Hacker News new | ask | show | jobs
by simonw 1753 days ago
I think we can at least agree that there is no formal definition of "scraping".

That said, I had a look around and the definitions I could find tended to support my interpretation:

https://en.wikipedia.org/wiki/Web_scraping - "Newer forms of web scraping involve monitoring data feeds from web servers. For example, JSON is commonly used as a transport storage mechanism between the client and the web server."

https://towardsdatascience.com/web-scraping-basics-82f8b5acd... - "There are 2 different approaches for web scraping depending on how does website structure their contents." (HTML scraping and API access)

https://realpython.com/beautiful-soup-web-scraper-python/ - "Web scraping is the process of gathering information from the Internet. Even copying and pasting the lyrics of your favorite song is a form of web scraping! However, the words “web scraping” usually refer to a process that involves automation"
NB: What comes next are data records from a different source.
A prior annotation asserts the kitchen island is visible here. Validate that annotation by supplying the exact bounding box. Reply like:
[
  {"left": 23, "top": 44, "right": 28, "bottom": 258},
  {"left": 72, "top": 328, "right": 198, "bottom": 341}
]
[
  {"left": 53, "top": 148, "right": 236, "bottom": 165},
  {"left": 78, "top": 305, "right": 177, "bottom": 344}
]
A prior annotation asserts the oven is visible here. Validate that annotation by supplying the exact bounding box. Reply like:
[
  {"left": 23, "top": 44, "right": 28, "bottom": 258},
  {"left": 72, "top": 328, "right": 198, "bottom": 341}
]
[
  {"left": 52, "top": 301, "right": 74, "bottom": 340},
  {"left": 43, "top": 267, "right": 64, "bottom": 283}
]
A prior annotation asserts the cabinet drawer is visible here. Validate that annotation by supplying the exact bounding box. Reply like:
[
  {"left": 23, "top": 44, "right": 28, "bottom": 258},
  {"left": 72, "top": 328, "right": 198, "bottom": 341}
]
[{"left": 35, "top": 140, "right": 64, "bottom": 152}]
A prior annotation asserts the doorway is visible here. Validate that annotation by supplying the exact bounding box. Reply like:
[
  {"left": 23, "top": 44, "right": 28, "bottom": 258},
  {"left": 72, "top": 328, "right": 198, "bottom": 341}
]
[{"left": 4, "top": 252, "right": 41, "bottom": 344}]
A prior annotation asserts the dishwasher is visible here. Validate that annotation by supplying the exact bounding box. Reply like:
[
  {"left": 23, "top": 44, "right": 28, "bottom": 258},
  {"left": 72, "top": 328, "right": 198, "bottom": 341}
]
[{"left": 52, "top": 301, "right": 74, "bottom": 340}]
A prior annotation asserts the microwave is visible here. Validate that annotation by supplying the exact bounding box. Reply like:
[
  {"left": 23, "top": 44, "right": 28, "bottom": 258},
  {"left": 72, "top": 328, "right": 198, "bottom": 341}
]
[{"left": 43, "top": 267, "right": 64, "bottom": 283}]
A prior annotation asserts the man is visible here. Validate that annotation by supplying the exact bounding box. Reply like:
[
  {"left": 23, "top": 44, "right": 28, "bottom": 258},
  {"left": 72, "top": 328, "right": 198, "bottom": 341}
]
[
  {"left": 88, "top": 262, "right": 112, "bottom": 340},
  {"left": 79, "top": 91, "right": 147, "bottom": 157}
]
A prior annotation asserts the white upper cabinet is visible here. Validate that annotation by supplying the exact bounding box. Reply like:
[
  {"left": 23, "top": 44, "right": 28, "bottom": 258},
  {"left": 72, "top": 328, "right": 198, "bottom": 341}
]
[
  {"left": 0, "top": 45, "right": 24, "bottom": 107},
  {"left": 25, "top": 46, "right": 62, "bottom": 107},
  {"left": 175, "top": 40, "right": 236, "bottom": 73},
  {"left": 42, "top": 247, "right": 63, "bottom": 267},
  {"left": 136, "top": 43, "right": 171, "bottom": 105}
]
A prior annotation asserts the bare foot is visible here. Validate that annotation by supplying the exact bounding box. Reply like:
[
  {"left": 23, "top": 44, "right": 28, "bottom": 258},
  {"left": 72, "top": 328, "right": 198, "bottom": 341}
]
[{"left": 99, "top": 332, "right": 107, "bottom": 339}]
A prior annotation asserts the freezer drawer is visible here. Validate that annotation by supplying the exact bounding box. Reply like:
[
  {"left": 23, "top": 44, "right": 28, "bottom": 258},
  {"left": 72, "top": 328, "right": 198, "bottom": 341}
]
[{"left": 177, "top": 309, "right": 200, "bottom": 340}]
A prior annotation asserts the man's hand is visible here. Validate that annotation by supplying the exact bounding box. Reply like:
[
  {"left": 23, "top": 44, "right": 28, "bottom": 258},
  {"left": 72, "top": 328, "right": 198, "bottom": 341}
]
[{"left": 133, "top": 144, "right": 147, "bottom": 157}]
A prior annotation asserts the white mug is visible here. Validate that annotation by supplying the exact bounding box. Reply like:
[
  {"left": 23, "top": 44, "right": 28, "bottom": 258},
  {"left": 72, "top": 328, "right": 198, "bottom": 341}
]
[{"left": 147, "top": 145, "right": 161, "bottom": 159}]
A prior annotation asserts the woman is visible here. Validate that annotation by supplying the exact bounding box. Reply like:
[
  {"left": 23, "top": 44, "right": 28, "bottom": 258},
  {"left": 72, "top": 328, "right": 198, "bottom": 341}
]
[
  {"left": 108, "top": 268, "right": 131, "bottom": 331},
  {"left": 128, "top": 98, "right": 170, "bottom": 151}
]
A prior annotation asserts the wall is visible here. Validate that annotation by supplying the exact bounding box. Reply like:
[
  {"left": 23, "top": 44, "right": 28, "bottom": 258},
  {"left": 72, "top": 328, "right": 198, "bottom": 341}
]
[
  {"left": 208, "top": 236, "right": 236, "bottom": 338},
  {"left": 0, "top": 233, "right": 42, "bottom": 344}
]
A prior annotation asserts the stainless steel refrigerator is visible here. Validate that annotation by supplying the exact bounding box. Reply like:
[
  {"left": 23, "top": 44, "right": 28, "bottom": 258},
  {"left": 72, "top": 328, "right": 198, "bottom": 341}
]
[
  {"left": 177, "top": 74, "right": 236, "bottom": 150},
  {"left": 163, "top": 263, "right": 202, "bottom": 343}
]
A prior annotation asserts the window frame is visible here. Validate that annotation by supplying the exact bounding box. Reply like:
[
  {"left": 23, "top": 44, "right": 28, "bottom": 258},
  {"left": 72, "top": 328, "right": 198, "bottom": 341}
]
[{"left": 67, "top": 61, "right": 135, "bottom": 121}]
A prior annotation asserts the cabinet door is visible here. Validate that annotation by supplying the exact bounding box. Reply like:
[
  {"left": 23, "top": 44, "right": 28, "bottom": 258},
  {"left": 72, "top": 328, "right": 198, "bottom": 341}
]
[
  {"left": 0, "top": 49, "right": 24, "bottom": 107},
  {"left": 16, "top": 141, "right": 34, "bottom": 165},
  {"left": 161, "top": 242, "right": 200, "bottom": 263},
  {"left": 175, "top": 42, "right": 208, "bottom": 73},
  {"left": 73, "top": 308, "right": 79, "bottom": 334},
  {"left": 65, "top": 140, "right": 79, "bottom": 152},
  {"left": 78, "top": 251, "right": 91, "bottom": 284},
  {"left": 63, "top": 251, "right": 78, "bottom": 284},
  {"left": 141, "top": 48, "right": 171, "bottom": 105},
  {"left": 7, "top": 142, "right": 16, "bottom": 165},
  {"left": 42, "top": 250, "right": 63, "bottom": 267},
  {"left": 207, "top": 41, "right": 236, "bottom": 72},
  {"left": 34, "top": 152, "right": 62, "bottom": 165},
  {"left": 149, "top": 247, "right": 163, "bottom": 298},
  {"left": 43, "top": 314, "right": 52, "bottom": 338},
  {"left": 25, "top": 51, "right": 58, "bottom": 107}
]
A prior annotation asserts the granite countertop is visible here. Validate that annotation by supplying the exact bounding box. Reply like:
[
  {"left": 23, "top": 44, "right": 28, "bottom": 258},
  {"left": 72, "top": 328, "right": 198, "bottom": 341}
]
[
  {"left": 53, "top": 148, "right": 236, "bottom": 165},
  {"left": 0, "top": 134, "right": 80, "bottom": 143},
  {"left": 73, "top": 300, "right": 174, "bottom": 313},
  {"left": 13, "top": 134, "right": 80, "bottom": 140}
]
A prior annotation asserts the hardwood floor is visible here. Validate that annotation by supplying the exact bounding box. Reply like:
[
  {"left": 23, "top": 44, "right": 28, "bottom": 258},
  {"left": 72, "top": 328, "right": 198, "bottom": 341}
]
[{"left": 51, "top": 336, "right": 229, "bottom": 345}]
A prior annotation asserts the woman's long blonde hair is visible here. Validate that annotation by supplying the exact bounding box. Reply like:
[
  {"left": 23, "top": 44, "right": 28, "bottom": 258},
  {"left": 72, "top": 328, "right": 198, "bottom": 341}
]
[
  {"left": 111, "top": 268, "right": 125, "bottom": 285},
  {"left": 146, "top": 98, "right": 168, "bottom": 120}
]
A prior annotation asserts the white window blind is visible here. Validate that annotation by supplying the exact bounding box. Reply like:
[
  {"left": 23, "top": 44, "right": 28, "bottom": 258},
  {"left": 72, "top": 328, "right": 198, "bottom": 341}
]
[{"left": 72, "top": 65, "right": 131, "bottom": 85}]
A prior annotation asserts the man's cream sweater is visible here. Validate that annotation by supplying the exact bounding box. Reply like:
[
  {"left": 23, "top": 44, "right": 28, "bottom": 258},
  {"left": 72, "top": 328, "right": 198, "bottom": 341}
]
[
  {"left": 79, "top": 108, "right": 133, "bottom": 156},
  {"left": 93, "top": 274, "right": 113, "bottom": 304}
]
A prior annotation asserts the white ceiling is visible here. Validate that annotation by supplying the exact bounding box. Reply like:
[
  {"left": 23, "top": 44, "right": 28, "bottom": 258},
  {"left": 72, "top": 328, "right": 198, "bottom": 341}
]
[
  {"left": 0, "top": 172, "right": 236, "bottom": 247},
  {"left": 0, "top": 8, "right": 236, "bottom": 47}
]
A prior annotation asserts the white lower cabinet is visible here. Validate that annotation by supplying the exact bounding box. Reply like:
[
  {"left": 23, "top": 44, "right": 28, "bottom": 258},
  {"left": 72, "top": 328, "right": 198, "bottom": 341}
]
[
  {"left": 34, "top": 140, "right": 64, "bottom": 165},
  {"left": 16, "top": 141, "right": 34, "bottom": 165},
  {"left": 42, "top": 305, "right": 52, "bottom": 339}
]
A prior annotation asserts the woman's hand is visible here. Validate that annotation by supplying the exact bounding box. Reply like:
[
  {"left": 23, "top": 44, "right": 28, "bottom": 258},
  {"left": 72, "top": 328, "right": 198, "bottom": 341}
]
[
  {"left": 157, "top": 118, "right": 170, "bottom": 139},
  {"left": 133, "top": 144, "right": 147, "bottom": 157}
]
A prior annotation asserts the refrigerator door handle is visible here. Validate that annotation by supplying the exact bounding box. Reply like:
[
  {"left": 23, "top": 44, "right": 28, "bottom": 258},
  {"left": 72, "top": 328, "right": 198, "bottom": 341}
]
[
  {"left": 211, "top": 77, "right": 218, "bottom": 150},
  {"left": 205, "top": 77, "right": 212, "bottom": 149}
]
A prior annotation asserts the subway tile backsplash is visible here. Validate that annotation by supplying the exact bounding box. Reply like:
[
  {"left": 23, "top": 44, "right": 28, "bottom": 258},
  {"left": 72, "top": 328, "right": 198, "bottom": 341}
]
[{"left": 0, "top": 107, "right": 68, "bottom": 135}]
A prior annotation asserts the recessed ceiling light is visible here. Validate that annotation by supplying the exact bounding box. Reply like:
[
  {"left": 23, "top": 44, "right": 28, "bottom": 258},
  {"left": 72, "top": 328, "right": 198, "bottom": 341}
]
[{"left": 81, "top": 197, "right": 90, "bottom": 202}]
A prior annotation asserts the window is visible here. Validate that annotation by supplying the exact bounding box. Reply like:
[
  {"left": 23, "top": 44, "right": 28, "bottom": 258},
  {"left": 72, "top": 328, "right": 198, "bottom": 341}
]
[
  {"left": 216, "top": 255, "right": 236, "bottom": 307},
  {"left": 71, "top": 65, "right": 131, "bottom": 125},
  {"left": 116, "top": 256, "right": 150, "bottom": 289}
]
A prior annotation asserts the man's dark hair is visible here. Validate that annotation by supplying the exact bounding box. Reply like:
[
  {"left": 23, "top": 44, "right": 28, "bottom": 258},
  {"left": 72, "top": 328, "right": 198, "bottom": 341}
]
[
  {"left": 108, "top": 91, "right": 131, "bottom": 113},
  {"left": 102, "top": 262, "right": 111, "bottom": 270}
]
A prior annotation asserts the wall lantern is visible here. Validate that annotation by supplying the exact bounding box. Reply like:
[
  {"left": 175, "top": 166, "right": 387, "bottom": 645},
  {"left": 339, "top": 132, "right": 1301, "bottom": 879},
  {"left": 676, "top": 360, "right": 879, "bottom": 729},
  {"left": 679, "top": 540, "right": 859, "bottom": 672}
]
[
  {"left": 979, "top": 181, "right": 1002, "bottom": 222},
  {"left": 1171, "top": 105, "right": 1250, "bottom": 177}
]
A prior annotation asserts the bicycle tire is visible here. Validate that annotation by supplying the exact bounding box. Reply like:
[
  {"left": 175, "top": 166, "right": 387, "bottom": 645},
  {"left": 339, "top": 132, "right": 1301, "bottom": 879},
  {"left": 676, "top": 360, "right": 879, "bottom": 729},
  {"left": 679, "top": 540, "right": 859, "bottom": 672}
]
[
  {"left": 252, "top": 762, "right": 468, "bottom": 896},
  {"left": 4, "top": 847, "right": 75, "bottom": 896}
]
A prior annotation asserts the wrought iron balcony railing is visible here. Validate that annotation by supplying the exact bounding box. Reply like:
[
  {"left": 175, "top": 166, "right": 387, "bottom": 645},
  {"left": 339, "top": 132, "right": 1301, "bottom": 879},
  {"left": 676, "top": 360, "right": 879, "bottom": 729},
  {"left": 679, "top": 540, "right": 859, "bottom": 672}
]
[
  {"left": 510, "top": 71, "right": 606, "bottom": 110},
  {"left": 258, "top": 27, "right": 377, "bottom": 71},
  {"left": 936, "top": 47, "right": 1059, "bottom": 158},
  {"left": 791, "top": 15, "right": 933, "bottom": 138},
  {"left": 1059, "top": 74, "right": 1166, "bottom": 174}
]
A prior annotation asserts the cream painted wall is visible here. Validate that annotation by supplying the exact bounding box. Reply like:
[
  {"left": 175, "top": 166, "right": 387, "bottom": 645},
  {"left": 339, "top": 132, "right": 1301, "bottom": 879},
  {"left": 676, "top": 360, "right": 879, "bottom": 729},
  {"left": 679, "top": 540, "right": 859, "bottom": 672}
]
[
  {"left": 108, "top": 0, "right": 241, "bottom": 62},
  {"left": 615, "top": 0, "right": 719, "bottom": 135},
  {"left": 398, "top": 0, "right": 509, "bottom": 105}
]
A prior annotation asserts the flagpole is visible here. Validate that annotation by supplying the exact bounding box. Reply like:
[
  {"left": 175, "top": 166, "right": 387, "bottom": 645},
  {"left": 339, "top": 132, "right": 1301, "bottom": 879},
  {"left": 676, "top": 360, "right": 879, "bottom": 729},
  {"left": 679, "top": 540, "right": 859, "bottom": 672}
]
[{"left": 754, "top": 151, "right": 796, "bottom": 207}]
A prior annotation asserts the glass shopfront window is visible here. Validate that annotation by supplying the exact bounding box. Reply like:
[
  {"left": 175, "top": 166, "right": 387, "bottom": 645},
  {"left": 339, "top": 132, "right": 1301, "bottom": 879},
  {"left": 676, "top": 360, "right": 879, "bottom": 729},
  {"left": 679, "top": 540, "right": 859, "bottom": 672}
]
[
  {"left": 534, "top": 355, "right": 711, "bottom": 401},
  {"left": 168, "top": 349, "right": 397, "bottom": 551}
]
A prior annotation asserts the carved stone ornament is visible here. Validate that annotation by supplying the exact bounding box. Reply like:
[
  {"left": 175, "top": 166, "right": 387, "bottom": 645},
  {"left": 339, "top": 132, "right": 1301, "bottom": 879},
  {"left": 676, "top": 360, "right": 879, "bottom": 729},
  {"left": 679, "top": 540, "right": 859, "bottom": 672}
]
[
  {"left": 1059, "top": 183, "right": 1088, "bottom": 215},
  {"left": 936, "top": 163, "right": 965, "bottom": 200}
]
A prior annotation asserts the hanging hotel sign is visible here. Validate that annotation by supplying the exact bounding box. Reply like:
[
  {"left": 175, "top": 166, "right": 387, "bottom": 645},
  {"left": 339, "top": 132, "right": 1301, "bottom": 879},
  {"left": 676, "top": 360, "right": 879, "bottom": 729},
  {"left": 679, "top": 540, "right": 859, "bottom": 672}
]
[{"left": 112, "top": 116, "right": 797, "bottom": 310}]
The more formal dictionaries (Merriam Webster and suchlike) don't seem to have formed an opinion on this one yet!

1 comments

I think the definitions you're cherry-picking are examples of the erosion of the term's specificity, We need a word to describe scraping data values from a body of human-oriented markup. These folks are pushing the limits of ambiguity to rob us of that, and our reward is yet another word that just means using any API.

What is the upside of using this word in such an oddly vague, expansive way? What happens to those of us who need to convey the original specific meaning we coined it for in the first place?

"We need a word to describe scraping data values from a body of human-oriented markup"

I call that parsing, which is one of the steps in scraping that may or not be necessary depending on the data source.

I need a term that means "using automation to gather data from the web, when that data has not been published in a way that is suitable for my purposes". Scraping works great for that!